But could this be more than a normal, cyclical recovery, and the start of a ‘supercycle’, a prolonged period of rising prices? Supercycles are rare; there have been four in the last hundred years. The last one started in the late 1990s driven by demand from China and other emerging economies and by a quickening pace of globalisation. By the eve of the financial crisis, in 2008, commodity prices had quadrupled. That supercycle collapsed with the financial crisis and commodity prices languish at a fraction of their 2008 peak.

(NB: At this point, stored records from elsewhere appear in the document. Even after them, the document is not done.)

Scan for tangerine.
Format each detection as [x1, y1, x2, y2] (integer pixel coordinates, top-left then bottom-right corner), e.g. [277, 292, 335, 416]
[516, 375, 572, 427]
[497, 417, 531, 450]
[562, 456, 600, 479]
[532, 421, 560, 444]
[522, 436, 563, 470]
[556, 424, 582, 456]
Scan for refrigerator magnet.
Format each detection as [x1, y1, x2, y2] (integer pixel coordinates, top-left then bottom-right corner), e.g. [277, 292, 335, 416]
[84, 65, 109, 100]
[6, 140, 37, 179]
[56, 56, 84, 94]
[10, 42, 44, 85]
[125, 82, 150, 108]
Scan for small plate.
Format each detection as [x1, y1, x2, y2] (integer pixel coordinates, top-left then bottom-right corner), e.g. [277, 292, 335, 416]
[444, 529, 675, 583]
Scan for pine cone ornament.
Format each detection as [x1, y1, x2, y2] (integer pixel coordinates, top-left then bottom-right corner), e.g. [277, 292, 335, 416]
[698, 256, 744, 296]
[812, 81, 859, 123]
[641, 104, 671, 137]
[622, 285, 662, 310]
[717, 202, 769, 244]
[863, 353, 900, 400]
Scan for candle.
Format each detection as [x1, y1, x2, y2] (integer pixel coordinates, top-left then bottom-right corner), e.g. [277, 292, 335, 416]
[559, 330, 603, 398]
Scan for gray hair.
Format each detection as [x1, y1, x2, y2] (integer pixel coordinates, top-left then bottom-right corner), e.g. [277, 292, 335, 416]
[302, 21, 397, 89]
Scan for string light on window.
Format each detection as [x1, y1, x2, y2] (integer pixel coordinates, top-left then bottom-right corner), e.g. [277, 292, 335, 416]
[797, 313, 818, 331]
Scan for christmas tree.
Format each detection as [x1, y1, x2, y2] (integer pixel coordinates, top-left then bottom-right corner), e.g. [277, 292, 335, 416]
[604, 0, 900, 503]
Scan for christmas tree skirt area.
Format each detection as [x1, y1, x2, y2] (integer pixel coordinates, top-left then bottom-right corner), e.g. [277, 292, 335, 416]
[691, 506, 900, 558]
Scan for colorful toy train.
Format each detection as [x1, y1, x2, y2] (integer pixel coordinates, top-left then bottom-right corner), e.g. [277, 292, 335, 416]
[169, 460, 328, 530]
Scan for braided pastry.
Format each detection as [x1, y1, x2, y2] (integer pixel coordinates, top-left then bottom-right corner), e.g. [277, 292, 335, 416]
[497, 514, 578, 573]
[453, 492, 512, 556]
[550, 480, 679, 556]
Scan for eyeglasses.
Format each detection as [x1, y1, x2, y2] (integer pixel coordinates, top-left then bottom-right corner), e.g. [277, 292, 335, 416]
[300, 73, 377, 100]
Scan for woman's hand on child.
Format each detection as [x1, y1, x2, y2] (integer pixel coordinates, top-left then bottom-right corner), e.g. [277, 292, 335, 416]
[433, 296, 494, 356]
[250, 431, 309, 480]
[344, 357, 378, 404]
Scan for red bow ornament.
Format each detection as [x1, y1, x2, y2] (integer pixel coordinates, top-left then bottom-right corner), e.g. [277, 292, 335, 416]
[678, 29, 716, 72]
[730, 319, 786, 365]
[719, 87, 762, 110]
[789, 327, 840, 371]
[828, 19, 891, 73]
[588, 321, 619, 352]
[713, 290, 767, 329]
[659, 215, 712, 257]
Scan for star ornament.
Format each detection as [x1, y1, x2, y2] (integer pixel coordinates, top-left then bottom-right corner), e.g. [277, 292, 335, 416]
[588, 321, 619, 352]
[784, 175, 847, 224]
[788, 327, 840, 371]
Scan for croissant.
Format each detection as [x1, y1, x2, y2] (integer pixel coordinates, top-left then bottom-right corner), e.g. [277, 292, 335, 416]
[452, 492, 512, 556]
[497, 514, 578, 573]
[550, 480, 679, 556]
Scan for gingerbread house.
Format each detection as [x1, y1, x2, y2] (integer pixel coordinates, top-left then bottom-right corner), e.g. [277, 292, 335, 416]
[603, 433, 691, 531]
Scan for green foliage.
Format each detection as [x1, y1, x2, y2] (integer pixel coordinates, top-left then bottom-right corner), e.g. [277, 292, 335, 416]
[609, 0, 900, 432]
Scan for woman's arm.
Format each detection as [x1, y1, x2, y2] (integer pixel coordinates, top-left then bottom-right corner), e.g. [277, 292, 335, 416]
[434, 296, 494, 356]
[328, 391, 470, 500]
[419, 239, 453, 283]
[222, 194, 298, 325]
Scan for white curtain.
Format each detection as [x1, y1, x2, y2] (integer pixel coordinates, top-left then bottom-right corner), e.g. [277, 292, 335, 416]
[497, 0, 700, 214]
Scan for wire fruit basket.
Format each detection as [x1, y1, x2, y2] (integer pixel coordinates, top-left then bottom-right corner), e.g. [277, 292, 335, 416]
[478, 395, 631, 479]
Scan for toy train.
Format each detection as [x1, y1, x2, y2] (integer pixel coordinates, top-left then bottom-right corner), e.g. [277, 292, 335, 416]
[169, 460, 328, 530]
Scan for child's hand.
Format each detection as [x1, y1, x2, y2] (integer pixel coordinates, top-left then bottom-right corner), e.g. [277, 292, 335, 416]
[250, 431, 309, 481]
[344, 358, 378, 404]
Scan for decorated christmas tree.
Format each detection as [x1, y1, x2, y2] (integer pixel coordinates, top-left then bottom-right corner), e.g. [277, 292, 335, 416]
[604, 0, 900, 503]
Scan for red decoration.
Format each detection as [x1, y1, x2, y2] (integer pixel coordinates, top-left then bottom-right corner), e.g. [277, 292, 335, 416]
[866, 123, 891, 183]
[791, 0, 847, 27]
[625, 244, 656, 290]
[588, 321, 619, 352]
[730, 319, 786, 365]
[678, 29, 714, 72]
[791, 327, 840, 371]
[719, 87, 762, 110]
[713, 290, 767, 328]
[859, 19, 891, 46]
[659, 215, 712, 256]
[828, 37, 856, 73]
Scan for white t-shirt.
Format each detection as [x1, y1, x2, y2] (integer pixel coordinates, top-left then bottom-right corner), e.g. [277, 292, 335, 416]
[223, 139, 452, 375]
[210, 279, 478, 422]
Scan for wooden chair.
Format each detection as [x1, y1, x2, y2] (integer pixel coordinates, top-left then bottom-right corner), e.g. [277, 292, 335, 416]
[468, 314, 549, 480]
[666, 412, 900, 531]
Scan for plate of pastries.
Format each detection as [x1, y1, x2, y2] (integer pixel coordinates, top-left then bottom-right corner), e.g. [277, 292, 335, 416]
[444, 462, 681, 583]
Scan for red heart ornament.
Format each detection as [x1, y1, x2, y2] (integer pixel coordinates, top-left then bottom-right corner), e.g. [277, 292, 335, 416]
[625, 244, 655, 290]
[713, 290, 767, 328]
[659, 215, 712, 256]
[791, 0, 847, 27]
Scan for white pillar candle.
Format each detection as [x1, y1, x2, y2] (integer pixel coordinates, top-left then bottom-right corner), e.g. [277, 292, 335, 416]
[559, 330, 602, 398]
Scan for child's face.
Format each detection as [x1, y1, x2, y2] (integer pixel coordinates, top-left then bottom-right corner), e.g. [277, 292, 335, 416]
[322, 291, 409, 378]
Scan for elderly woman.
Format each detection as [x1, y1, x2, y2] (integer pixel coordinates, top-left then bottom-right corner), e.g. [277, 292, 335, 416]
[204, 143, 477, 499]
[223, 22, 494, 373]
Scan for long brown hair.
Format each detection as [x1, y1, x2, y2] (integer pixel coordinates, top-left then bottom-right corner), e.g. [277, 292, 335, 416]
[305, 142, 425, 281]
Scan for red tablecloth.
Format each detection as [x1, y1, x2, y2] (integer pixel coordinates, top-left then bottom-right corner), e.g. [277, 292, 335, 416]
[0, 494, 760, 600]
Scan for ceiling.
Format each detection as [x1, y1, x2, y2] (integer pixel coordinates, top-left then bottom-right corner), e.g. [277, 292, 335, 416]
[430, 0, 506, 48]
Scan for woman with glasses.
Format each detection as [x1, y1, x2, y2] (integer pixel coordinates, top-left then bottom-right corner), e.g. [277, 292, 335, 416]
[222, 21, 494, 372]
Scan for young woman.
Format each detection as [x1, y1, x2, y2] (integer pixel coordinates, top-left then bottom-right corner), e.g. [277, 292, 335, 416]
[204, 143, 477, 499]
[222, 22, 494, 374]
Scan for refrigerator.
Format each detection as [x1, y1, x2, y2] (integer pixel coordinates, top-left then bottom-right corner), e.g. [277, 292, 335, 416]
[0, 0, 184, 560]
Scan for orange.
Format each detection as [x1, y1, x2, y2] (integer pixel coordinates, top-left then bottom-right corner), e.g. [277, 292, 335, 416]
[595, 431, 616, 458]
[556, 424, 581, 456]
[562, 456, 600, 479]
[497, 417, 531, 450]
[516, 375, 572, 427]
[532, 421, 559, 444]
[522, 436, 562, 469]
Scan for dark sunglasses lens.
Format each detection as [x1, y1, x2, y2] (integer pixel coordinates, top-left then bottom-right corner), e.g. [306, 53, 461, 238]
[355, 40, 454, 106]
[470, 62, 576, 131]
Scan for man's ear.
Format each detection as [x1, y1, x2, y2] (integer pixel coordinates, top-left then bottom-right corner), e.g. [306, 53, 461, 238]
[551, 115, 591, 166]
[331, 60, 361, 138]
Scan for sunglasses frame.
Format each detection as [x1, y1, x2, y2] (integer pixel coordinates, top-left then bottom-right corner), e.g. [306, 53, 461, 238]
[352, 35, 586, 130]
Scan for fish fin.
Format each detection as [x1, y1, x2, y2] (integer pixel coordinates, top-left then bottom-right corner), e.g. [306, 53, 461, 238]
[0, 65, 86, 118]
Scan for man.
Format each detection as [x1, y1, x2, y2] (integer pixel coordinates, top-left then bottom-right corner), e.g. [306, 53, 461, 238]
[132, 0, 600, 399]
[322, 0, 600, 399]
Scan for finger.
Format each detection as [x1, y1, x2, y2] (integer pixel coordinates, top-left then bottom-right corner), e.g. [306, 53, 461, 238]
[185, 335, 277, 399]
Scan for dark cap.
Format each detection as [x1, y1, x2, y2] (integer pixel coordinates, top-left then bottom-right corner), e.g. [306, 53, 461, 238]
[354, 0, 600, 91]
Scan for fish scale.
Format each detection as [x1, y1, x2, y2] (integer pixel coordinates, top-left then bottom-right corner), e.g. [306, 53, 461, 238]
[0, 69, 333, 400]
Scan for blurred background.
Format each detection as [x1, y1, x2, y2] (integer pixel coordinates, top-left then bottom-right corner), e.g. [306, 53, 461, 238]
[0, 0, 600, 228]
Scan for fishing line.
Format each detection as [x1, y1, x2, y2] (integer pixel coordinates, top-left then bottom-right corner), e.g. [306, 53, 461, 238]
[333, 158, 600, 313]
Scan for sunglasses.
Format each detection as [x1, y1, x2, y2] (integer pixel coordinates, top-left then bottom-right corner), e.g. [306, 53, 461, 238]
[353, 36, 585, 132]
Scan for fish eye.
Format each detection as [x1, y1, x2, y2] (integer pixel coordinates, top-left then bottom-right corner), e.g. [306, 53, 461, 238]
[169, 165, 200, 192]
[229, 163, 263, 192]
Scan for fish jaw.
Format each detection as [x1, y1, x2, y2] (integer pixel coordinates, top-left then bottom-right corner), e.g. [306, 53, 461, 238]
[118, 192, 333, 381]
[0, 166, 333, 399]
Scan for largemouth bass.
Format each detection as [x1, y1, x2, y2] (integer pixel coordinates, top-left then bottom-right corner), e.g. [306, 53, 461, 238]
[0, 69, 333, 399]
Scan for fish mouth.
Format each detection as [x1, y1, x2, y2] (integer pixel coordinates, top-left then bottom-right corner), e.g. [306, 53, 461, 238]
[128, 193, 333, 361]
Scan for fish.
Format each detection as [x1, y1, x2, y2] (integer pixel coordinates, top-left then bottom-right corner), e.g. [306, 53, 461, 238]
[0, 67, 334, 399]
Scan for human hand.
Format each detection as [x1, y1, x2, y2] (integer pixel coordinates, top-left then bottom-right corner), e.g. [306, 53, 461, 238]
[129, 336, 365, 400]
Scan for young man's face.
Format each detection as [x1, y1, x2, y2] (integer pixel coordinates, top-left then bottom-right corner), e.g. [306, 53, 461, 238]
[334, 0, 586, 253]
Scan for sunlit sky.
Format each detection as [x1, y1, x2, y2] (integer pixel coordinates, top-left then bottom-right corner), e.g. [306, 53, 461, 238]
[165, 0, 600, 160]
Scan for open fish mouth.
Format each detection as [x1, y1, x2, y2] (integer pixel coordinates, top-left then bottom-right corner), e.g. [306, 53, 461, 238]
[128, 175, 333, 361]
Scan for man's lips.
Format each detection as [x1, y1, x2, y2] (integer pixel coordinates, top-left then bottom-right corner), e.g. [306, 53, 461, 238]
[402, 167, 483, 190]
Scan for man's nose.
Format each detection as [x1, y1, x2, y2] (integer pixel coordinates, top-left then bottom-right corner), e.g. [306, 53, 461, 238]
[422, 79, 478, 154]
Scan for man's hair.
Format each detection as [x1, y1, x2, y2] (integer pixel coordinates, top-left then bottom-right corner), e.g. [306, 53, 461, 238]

Some of the factors driving prices today seem to be here to stay. Reducing carbon emissions will require the use of vast amounts of metals. Electric vehicles require rare-earth metals, such as lithium, but also traditional ones such as aluminium. Silver is widely used in photovoltaic installations while electrification could drive copper demand for years to come. The International Energy Agency (IEA) estimates that a rapid energy transition could require a 40-fold increase in the consumption of lithium for electric cars and renewables, while the use of graphite, cobalt, and nickel for these purposes could rise 25-fold. In their efforts to secure the recovery, governments are also spending freely on traditional infrastructure in a way that will create extra demand for commodities. Meanwhile supercycle enthusiasts argue that the low prices of recent years have held back investment in new commodity capacity, especially in oil and metals, adding to the upward pressure on prices
But there are also reasons for doubt about the supercycle theory. China’s trend growth rate has fallen sharply from the double-digit rates that marked the last supercycle. Then China was building up its heavy industries and infrastructure to cope with a growing population and soaring demand. Today its population is shrinking, and the authorities are seeking to rein in unproductive investment. And while it is true that supply for most commodities is fairly fixed in the short term, this is not true in the medium term. US shale drillers can raise output as prices rise. OPEC is gradually increasing supply. Agricultural production can step up output between seasons.
Today’s commodity upswing starts from a low base. Having hit a 40-year low last April prices have doubled but they are still less than a quarter of the peak reached 13 years ago. In real terms prices are way below levels seen between the late 1980s and 2008. After this year’s heady increases futures markets are pricing a 4% decline in industrial metals prices next year.
Sustained gains in commodity prices seem most likely in areas related to the energy transition. Yet the case for a broad commodity supercycle is not overwhelming. Many supply problems seem likely to be overcome. China is at a very different stage of its development today than it was 20 years ago. For now at least this commodity cycle looks more ‘normal’ than ‘super’.